Lastly, we can explore clustering solutions for different values of \(k\). For simplicity, we will only examine the clusters for the mpg and horsepower variables.

```
# estimate clusters
km3 = kmeans(stdX,3)
km4 = kmeans(stdX,4)
km5 = kmeans(stdX,5)
# plot clusters over mpg and horsepower
par(mfrow=c(2,2), mar=c(4.1,4.1,2.1,2.1))
plot(mpg, horsepower, col=km2$cluster)
plot(mpg, horsepower, col=km3$cluster)
plot(mpg, horsepower, col=km4$cluster)
plot(mpg, horsepower, col=km5$cluster)
```

As \(k\) increases, we get a more granular picture of car segments. However, the problem of interpretation becomes more difficult: What is it that actually differentiates these clusters from each other? We are only plotting the data over two variables, but the other variables also contribute in the determination of cluster assignments.

Moreover, how should we determine an appropriate value of \(k\)? Hierachical clustering provides a partial solution.

## 8.2 Hierarchical Clustering

Hierarchical clustering addresses the issue of having to choose the number of clusters \(k\), and instead considers a sequence of clusters from \(k = 1,\dotsc,n\). We’ll use the `hclust( )`

function and `dendextend`

package to fit and plot the output from hierarchical clustering models.

```
# estimate clusters
hc = hclust(dist(X))
# plot clusters
dend = as.dendrogram(hc)
labels_cex(dend) = .25
plot(dend)
```

Because we have a few hundred observations, the plot – which called a “dendrogram” – becomes difficult to read and interpret on a small scale (meaning we would need a much larger plotting window!).
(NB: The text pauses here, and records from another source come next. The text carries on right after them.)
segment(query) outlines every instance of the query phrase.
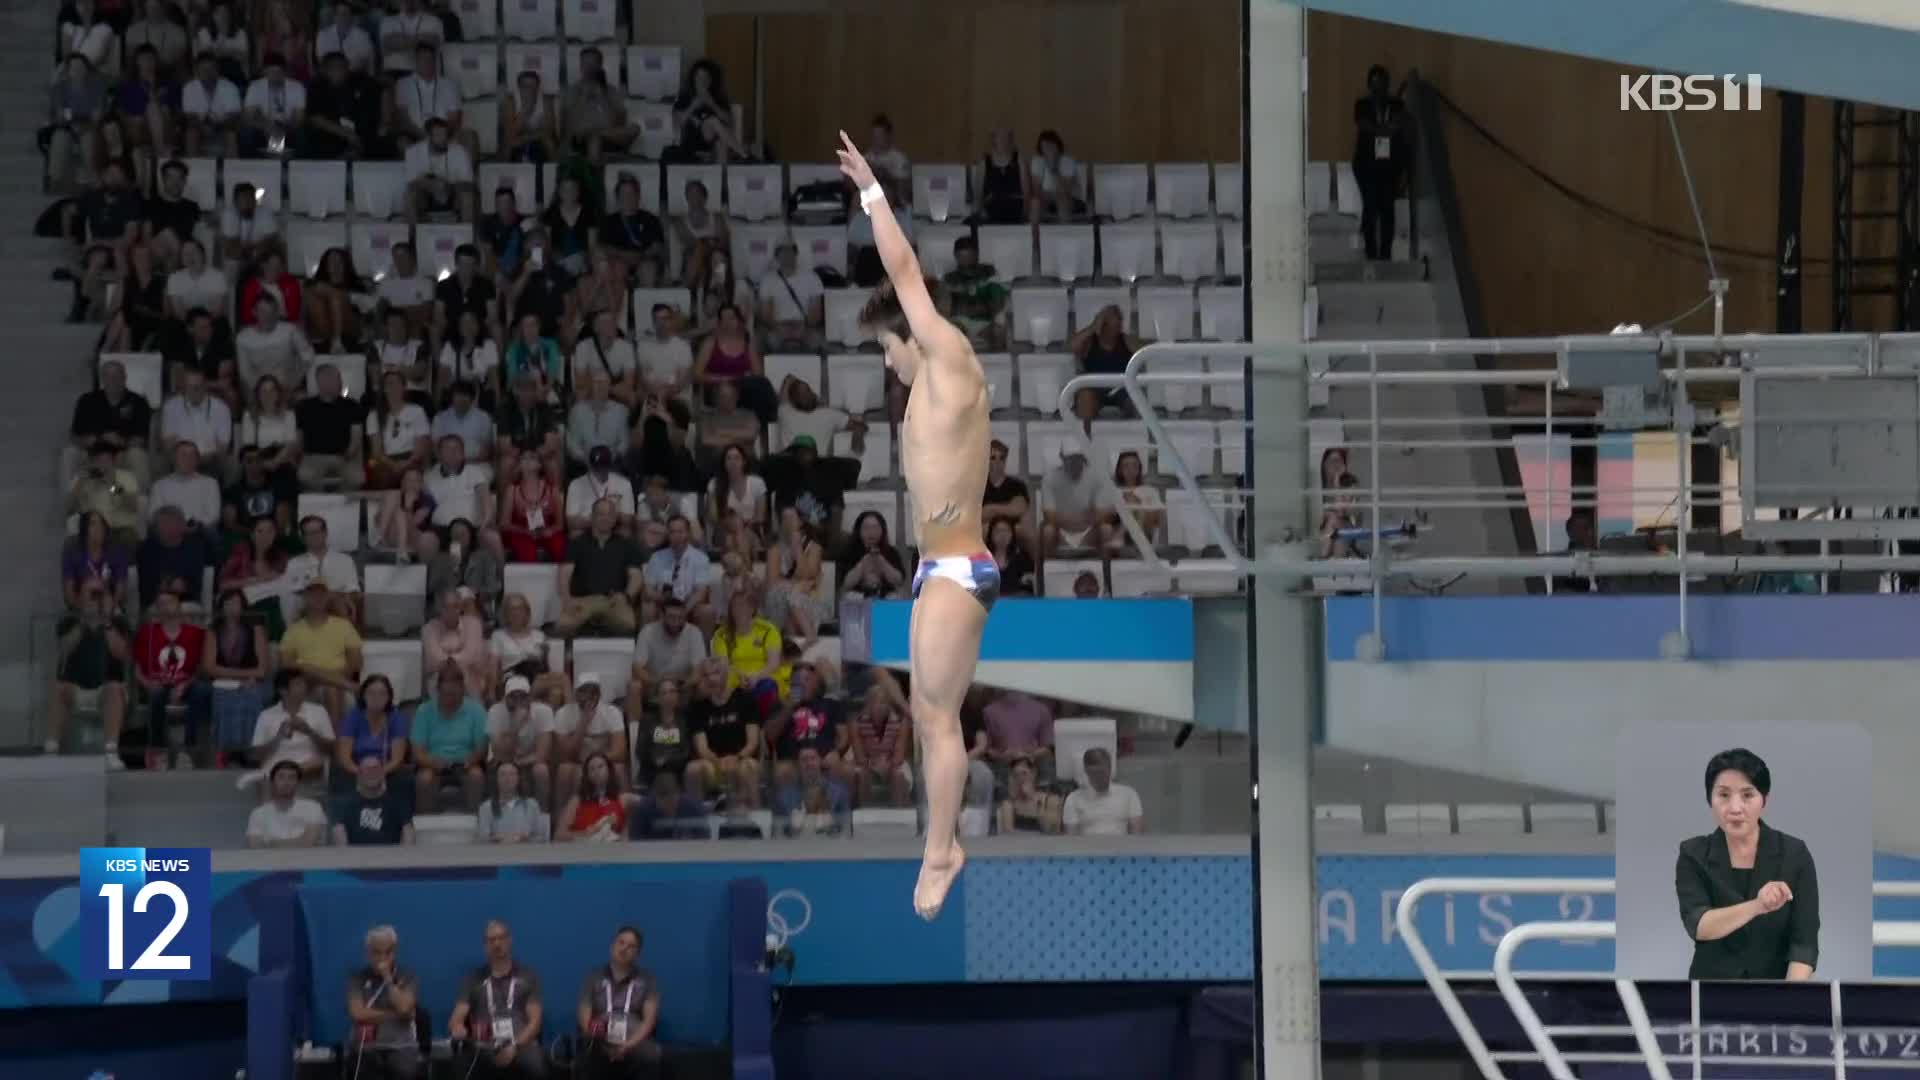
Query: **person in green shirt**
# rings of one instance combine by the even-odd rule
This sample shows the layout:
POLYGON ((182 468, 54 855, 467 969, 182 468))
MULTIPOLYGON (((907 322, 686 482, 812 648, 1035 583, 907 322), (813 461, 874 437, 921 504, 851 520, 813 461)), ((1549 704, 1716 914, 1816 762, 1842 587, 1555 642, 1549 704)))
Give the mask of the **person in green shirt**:
POLYGON ((441 667, 433 696, 413 712, 410 734, 420 766, 413 774, 415 810, 433 813, 441 789, 455 784, 467 809, 478 809, 487 782, 487 712, 468 695, 459 664, 441 667))
POLYGON ((946 288, 949 313, 976 346, 999 348, 1006 343, 1007 287, 994 278, 994 269, 980 261, 980 246, 971 236, 953 242, 953 269, 940 279, 946 288))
Suppose we were interested in a two group clustering solution. Then we can simply color the dendrogram based on the first split.

```
dend = as.dendrogram(hc)
dend = color_labels(dend,k=2)
dend = color_branches(dend,k=2)
labels_cex(dend) = .25
plot(dend)
```

We can do the same for a larger number of groups, too.

```
dend = as.dendrogram(hc)
dend = color_labels(dend,k=10)
dend = color_branches(dend,k=10)
labels_cex(dend) = .25
plot(dend)
```

Notice that when interpreting a dendrogram, the analyst must still “choose” \(k\), so the problem still hasn’t really gone away. The only benefit with hierarchical clustering methods is that the analyst can quickly and easily examine the landscape of clustering solutions to understand how the value of \(k\) impacts different clustering solutions.